By Clara Hatcher –
When I moved to Ephraim, Utah, for my internship at the Sanpete Messenger in Manti, I was given a bike.
“Just take it,” I was told. “You’re only here for eight weeks, anyway.”
As he spoke, Ephraim’s Alley Cat Bike Shop owner Brian Hester pointed to an ’85 Schwinn Traveler. Bright blue with original tires, the bike even came with a rack over its back wheels. It looked like it had never been ridden.
I bought a new, flat-black Cannondale helmet from him to make up for the lack of funds he was receiving for his generosity with the bike.
A helmet, I thought, would also be a good idea considering the roads I would be riding on to get to my work at the Messenger. My only fear was that I might get a flat on my commute.
The ride from my house in Ephraim to the paper in Manti clocks in at just over 7 miles. In the first 20 minutes of riding I realized the 2-foot-wide “shoulder” was not exactly accommodating for road bikes. That mini shoulder, scattered with potholes and the occasional dead chipmunk, lasted for the first 2.5 miles of my morning commute and the last of my afternoon ride.
Three times so far, Brian has passed me on his own bike. When I see him he waves, smiles and continues on pedaling through his morning ride.
Before I came to Utah, my impression was that it would be a generally outdoorsy state. I think of places like Zion and Moab National Parks and make connections with backpacking, hiking, rock climbing and mountain biking. Still, Brian told me to be careful on my ride when I picked up the bike. I asked if cars were generally aware and cautious of cyclists.
“They can be,” he said, simply. “Some, not so much.”
This became clear in the first day of riding. Some cars would drive by me as if unaware of my presence on the road. Some cars veer out farther than necessary, giving a comically wide berth. Three times, I have been honked at somewhat aggressively.
Unfortunately, some cars drive far too close. Once, a silver Chevy truck passed me with a foot of space. My hand would have hit the side view mirror had I reached out to try. Still, I ride through and chuckle at the “share the road” sign that signals the start of Highway 89 out of town.
After a few weeks, I got used to the cars. Then came the road maintenance.
Within three weeks of riding an average of 70 miles per week, that shoulder disappeared with Highway 89’s top layer of pavement. Someone had called in to complain about the roads. As a quick fix, two half-mile-plus sections of the 2.5 miles out of Ephraim were scraped up to reveal gravel-y black tar that made riding feel like I was perpetually pedaling over highway rumble strips.
Riding on the smooth pavement following those first 2.5 miles felt like flying.

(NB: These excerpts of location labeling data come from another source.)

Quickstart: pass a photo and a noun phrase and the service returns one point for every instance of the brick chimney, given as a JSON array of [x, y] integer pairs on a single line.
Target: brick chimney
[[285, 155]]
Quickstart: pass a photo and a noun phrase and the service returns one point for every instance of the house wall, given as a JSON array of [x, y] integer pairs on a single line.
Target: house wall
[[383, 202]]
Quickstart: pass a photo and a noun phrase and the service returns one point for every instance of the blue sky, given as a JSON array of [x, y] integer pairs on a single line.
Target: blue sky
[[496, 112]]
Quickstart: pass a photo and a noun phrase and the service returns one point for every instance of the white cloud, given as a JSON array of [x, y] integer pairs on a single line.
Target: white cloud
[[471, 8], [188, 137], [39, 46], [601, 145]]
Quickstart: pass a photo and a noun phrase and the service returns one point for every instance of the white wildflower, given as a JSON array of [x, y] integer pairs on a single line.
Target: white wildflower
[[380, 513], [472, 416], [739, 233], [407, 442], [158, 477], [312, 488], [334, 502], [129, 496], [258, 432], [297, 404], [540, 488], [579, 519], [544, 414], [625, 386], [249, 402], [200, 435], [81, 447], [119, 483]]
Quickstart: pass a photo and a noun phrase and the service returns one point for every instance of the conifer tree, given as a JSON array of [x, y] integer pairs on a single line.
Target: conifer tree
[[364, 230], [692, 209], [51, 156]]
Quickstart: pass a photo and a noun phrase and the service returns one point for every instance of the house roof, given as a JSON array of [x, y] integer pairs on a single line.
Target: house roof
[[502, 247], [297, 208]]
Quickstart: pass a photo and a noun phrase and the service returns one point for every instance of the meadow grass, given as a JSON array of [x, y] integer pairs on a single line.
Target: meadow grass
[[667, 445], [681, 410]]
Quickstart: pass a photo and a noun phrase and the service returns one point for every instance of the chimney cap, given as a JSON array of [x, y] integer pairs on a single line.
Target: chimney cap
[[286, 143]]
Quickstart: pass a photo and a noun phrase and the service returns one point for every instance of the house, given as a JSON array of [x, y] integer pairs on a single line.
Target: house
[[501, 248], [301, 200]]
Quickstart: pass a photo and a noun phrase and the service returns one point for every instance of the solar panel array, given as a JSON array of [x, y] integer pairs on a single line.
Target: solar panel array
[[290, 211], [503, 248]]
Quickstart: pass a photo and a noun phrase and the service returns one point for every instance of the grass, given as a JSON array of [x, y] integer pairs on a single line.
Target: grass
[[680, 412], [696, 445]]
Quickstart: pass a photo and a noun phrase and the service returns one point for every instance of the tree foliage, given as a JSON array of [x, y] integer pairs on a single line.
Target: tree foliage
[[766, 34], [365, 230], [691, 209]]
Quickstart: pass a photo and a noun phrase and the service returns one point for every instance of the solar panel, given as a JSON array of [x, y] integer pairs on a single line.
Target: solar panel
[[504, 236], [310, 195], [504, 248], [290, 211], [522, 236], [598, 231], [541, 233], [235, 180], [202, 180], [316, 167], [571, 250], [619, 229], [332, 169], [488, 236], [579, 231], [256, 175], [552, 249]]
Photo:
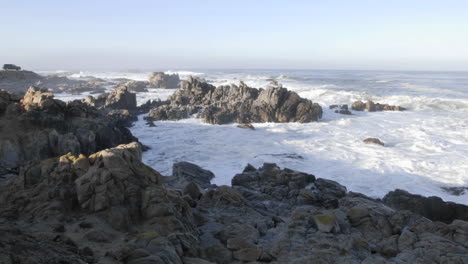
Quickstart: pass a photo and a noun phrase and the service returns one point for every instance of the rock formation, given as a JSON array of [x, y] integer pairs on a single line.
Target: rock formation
[[240, 104], [20, 81], [111, 208], [370, 106], [162, 80], [39, 127], [120, 98]]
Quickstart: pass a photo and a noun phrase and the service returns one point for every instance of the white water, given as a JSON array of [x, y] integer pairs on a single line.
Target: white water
[[426, 147]]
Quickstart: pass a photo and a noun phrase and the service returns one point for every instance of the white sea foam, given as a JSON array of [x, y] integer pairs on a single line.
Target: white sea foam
[[426, 147]]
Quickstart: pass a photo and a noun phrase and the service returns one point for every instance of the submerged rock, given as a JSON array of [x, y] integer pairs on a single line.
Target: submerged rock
[[432, 207], [162, 80], [111, 208], [40, 127], [240, 104], [248, 126], [373, 141], [373, 107]]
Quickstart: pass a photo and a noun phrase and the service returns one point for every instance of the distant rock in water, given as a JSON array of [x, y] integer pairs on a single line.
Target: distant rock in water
[[370, 106], [163, 80], [241, 104], [109, 207], [432, 207], [373, 141], [120, 98], [248, 126], [137, 86], [18, 81], [21, 80], [342, 109], [39, 127]]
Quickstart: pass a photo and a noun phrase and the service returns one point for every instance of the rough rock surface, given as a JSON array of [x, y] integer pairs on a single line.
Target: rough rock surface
[[432, 207], [39, 127], [373, 141], [20, 81], [163, 80], [341, 109], [370, 106], [120, 98], [137, 86], [110, 208], [240, 104]]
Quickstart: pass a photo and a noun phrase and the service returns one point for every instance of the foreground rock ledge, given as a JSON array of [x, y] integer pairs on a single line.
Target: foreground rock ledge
[[241, 104], [111, 208]]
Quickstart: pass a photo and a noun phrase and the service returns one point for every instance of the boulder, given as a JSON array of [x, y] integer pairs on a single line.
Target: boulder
[[241, 104], [39, 127], [373, 141], [163, 80], [370, 106], [431, 207]]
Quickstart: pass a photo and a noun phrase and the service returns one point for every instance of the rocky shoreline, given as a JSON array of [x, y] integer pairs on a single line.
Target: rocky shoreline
[[78, 192]]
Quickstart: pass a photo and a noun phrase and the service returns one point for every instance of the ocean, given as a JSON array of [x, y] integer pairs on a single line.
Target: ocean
[[426, 147]]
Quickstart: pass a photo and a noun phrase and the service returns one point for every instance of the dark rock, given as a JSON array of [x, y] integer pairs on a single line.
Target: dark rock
[[240, 104], [185, 172], [373, 107], [373, 141], [248, 126], [457, 191], [162, 80], [41, 127], [431, 207]]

Most of the time, I love my ride to and from work. Being on my bike for an hour a day gives me more energy and time to be outside. It’s a remedy to sitting in an office at a computer for 40 hours a week. My ride takes me through the valley Manti and Ephraim rest in, with mountains and canyons on either side. I say hello to the cows behind wooden fences and politely nod to farmers and farm hands that pass on ATV tracks to the side of the road.
Some days, though, my ride feels like some kind of strange punishment I’ve assigned myself. I wake up exhausted and look up at my ceiling, thinking about the torture that is morning exercise. My legs ache for the first few miles. The higher gear that normally feels smooth feels like I am pedaling through molasses.
On those days, something changes slowly around the third mile. The songs in my head change from melancholy tunes to upbeat club music. Pedaling gets easier and I take whatever gear I can manage up the last hill into Manti.
No matter what, I have found that I am happier hopping off my bike in the morning to sit at my desk for the day. At the end of my commute home, I feel accomplished with what my body and mind have done.
There are two weeks left in my internship at the Messenger, now. After my work here is over, I will be back home in Duluth, Minnesota, and then in Milwaukee, Wisconsin, to complete my final year at Marquette University. I will not be biking nearly as much and I will surely miss the time I spent cycling 70 miles a week across Sanpete County.
Clara Hatcher was a summer intern in 2017 through the International Society of Weekly Newspaper Editors at the Sanpete Messenger in Manti, Utah, and a full-time student finishing her Bachelor’s degree in journalism at Marquette University in Milwaukee. As a Minnesota native, her love of the outdoors began in Northern Minnesota’s Boundary Waters and grew with environmental conservation work in AmeriCorps NCCC.